The project may end up having significant impact on practical machine learning, and even cause a cultural change in the field -- theory as well as practice -- with long-term ramifications. Given the ubiquity as well as economic and scientific implications of machine learning today, such impact will extend into other disciplines, especially in (ongoing) collaborations with researchers in neuroscience. The project will train a new generation of machine learning researchers, through an active teaching and mentoring plan at all levels, from undergrad to postdoc. This new generation will be at ease combining cutting edge theory and applications. There is a pressing need for such people today, and the senior PIs played a role in training/mentoring several existing ones.
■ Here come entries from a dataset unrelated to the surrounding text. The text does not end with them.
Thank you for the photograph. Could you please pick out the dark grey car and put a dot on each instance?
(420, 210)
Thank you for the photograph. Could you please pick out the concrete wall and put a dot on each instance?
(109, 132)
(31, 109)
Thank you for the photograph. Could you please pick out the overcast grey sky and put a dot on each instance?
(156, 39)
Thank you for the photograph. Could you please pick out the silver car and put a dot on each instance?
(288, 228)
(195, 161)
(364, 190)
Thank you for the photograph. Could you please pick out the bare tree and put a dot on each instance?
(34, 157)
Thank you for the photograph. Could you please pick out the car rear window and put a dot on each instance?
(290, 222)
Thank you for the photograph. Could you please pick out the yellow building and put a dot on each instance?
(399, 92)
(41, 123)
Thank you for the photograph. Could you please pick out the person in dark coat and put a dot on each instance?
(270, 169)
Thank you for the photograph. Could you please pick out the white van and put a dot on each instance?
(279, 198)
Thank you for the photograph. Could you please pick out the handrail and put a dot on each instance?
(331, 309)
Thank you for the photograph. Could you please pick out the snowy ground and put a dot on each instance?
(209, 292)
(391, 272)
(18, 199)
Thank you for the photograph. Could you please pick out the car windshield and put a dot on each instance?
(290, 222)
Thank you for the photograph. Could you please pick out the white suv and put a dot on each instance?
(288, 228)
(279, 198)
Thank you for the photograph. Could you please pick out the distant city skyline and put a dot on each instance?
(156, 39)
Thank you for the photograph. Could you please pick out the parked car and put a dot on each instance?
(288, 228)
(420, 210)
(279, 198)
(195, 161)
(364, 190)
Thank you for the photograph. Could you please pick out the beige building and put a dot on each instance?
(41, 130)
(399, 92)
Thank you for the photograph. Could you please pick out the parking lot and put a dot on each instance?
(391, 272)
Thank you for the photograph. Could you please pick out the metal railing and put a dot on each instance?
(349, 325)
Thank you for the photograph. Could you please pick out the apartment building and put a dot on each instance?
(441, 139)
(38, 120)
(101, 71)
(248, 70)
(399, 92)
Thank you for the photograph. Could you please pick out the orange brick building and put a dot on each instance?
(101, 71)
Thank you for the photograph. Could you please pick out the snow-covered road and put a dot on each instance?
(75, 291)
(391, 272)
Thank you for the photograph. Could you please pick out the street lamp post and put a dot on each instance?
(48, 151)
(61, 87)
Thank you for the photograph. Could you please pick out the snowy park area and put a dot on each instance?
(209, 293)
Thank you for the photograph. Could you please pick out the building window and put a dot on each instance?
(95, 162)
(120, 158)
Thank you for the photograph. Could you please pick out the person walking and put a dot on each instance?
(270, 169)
Technical contributions will include new theoretical models of knowledge representation and semantics, and also frameworks for proving convergence of nonconvex optimization routines. Theory will be developed to explain and exploit the interplay between representation learning and supervised learning that has proved so empirically successful in deep learning, and seems to underlie new learning paradigms such as domain adaptation, transfer learning, and interactive learning. Attempts will be made to replace neural models with models with more "interpretable" attributes and performance curves. All PIs have a track record of combining theory with practice. They are also devoted to a heterodox research approach, borrowing from all the past phases of machine learning: interpretable representations from the earlier phases (which relied on logical representations, or probabilistic models), provable guarantees from the middle phase (convex optimization, kernels etc.), and an embrace of nonconvex methods from the latest deep net phase. Such eclecticism is uncommon in machine learning, and may give rise to new paradigms and new kinds of science.